Vietnams Wirtschaft hängt von besserer Berufsbildung ab

Viele Arbeitnehmer noch ohne Ausbildungsabschluss - Sektor wird reformiert.

  • Viele Erwerbspersonen in Vietnam sind ungelernt.
  • Das Schwellenland strebt einen besseren Ausbildungsstand an.
  • Ausgezeichnete Schulleistungen bieten gute Voraussetzungen.
  • Die schwach strukturierte Berufsbildungslandschaft muss die Regierung stärken.
  • Größte Probleme stellen mangelhafte Qualität des Lehrpersonals und praxisferne Inhalte dar.
  • Vorhandene Berufsbildungsinstitute sollen enger mit der Wirtschaft zusammenarbeiten.
Ungefähr 85 Prozent aller vietnamesischen Arbeitnehmer können keine berufliche Qualifikation vorweisen, hat eine Arbeitskräfteerhebung des Statistikamtes 2011 ergeben.

Von den 50,4 Millionen Beschäftigten verfügten nur rund 3,7 Prozent über den Abschluss eines Berufsbildungsinstitutes, etwa 3,7 Prozent hatten ein Kurzzeittraining absolviert, weitere 1,7 Prozent präsentierten einen Collegeabschluss und 6,1 Prozent hatten einen Hochschulabschluss erlangt.

In den Wirtschaftszentren Ho-Chi-Minh-City und Hanoi weisen immerhin 30 Prozent der Arbeitnehmer ein Bildungszertifikat vor. Die meisten davon haben ein Studium absolviert.

Das Arbeitsministerium (Ministry of Labour, Invalids and Social Affairs, MOLISA) ist für Reformen im beruflichen Bildungssystem zuständig. Sein Ziel lautet, den Anteil der qualifizierten Arbeitnehmer bis 2020 landesweit auf 40 Prozent anzuheben.

Eine flexiblere und besser ausgebildete Bevölkerung ist für den angestrebten Fortschritt und die Entwicklung der Wirtschaft entscheidend, mahnen ebenfalls Handelskammern wie die European Chamber of Commerce in Vietnam (Eurocham) und nationale Wirtschaftsverbände. Mehrere Studien und Erfahrungen von Unternehmen belegen, dass die Nachfrage nach Fachkräften nicht gedeckt ist und weiter zulegen wird.

Die Bildungsvoraussetzungen sind eigentlich gut. Familien räumen der Schulbildung ihrer Kinder den höchsten Stellenwert ein. Die Schulpflicht gilt für den fünfjährigen Besuch einer Grundschule und für die Mittelschule von der sechsten bis neunten Klasse.

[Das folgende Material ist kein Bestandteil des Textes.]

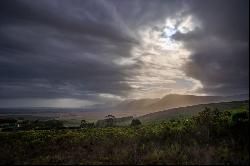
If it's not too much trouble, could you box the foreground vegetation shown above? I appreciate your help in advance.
[0,106,249,165]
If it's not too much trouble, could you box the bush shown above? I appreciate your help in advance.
[80,120,94,128]
[130,119,142,127]
[231,111,249,124]
[0,106,248,165]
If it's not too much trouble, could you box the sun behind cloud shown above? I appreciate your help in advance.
[114,14,203,99]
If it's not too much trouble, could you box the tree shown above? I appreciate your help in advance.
[195,107,213,142]
[44,120,64,129]
[0,118,17,124]
[105,115,116,127]
[80,120,88,128]
[130,119,142,127]
[231,111,249,124]
[80,120,94,128]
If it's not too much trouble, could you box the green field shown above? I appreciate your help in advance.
[0,103,248,165]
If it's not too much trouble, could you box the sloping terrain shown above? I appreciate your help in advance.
[114,94,249,116]
[138,100,249,123]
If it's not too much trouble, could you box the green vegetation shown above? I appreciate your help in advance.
[0,105,248,165]
[0,119,64,132]
[0,118,17,124]
[19,119,64,130]
[80,120,94,128]
[96,116,133,127]
[139,100,249,123]
[130,119,142,127]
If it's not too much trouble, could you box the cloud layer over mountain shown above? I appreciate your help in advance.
[0,0,248,107]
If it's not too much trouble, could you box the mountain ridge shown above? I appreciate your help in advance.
[114,94,249,116]
[138,100,249,123]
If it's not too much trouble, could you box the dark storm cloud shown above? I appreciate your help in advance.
[0,0,248,101]
[0,0,183,99]
[173,0,249,95]
[0,0,135,99]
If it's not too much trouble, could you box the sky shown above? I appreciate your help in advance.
[0,0,249,108]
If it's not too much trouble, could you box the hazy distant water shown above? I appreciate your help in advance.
[0,107,103,114]
[0,107,125,121]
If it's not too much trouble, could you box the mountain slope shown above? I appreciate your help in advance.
[138,100,249,123]
[114,94,249,116]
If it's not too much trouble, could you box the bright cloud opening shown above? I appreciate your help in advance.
[115,15,203,99]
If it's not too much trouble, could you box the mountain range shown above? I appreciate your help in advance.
[113,94,249,116]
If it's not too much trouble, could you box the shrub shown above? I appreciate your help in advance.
[80,120,94,128]
[130,119,142,127]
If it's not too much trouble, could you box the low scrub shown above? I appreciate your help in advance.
[0,107,248,165]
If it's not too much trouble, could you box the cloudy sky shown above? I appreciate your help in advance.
[0,0,249,108]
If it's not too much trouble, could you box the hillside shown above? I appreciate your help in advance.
[139,100,249,123]
[114,94,249,116]
[94,100,249,125]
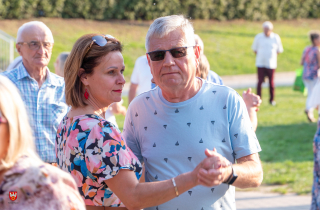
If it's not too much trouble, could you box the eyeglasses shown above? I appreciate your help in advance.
[147,46,194,61]
[84,34,115,56]
[18,41,53,51]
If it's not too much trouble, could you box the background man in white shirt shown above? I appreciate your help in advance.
[128,55,153,104]
[252,21,283,106]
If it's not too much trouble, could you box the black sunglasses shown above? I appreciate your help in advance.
[147,46,194,61]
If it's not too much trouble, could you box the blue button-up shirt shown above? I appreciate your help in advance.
[2,63,68,163]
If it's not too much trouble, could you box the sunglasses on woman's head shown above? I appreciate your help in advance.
[84,34,115,57]
[147,46,194,61]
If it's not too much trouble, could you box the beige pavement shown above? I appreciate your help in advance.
[236,191,311,210]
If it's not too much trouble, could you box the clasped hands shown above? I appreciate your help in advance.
[192,148,233,187]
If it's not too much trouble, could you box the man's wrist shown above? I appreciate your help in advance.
[223,165,233,183]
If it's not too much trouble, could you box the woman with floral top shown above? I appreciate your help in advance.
[56,34,231,210]
[0,75,85,210]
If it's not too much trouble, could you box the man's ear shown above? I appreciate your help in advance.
[16,43,22,56]
[194,45,201,67]
[79,68,89,86]
[146,53,154,76]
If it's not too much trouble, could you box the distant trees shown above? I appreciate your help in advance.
[1,0,320,20]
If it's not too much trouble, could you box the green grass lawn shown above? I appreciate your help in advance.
[0,18,319,78]
[116,86,318,195]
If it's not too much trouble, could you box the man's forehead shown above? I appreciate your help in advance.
[149,30,187,50]
[21,26,53,42]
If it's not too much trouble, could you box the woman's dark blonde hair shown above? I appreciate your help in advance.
[64,34,122,108]
[197,54,210,79]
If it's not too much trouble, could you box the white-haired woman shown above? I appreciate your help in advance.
[0,75,85,210]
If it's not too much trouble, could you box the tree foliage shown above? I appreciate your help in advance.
[1,0,320,20]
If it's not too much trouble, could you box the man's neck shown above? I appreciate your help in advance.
[24,64,48,88]
[161,78,202,103]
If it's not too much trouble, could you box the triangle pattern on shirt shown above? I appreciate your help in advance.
[200,105,204,110]
[187,123,191,127]
[201,208,204,210]
[144,127,147,131]
[211,188,215,193]
[212,91,216,94]
[188,191,192,196]
[223,105,227,109]
[135,112,138,117]
[146,96,150,100]
[154,110,157,115]
[163,125,167,129]
[156,207,158,210]
[164,158,168,163]
[211,121,215,125]
[188,157,192,161]
[175,141,179,146]
[199,138,203,143]
[234,133,238,138]
[175,108,179,113]
[155,175,158,179]
[222,138,226,143]
[153,143,156,147]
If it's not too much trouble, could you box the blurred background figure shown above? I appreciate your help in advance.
[310,77,320,208]
[252,21,283,106]
[1,21,68,164]
[300,31,320,122]
[0,75,85,210]
[5,56,22,71]
[54,52,69,77]
[196,54,210,79]
[194,34,223,85]
[128,55,153,104]
[104,99,127,128]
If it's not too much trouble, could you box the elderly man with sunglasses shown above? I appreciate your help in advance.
[124,15,263,210]
[1,21,67,164]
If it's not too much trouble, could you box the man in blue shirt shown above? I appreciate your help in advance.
[2,21,68,163]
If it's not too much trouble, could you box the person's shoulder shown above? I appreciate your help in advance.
[49,71,65,87]
[203,80,240,98]
[1,68,18,81]
[255,33,264,38]
[129,87,158,108]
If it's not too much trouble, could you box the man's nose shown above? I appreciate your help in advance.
[163,51,175,67]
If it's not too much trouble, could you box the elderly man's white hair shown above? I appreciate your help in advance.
[16,21,54,43]
[145,15,195,52]
[262,21,273,30]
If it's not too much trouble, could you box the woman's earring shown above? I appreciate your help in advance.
[84,89,89,99]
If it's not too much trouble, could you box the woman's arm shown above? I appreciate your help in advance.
[105,150,230,210]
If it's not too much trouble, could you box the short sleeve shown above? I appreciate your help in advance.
[252,35,258,51]
[227,91,261,160]
[130,57,143,84]
[85,122,137,184]
[276,34,284,53]
[123,103,144,163]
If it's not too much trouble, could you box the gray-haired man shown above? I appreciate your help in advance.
[124,15,263,210]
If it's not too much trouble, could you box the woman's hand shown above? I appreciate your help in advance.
[191,148,232,187]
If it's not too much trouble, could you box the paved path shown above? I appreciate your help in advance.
[235,191,311,210]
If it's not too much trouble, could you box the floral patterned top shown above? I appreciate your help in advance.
[55,114,142,207]
[0,155,85,210]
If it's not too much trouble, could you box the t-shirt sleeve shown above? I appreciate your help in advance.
[130,57,142,84]
[276,35,284,53]
[84,123,137,184]
[227,91,261,160]
[123,104,144,163]
[252,35,258,51]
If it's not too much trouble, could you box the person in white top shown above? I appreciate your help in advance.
[252,21,283,106]
[128,55,153,104]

Disziplin, Motivation und Leistungen der Schüler bezeichnen Fachleute als exzellent. Dies zeigt sich auch in Deutschland, wo Schüler aus Vietnam regelmäßig zu den Jahrgangsbesten zählen.

Nach dem erfolgreichen Abschluss der Mittelschule kann der Schüler eine Prüfung ablegen, die zum Besuch einer öffentlichen Oberschule berechtigt. Als Alternative können die jungen Erwachsenen sich bei rund 426 Berufsbildungsinstituten und etwa 750 kleineren Schulungszentren bewerben.

Die Einrichtungen werden von den 63 Provinzen, Kommunen, Ministerien, Gewerkschaften oder Unternehmen betrieben. Die Qualität der Institute ist sehr unterschiedlich.

Im Jahr 2011 waren dort 1,86 Millionen Auszubildende registriert, 17 Prozent mehr als im Vorjahr. Sie bezahlen ihre Schulung selbst. Die Gebühren liegen umgerechnet zwischen 10 und 15 US-Dollar monatlich.

Die Wirtschaft ist in der Regel finanziell nicht involviert und die Betriebe beteiligen sich auch nicht an der Zusammenstellung der Ausbildungsprogramme und den Prüfungen. So fehlt der Praxisbezug.

Von einer dualen Ausbildung ist Vietnam meilenweit entfernt. Auch die Lehrer verfügen kaum über praktische Berufserfahrungen und setzen die Lehrpläne willkürlich um. Die Ausstattungen der Institute seien häufig nicht ausreichend oder funktionierten nicht, heißt es.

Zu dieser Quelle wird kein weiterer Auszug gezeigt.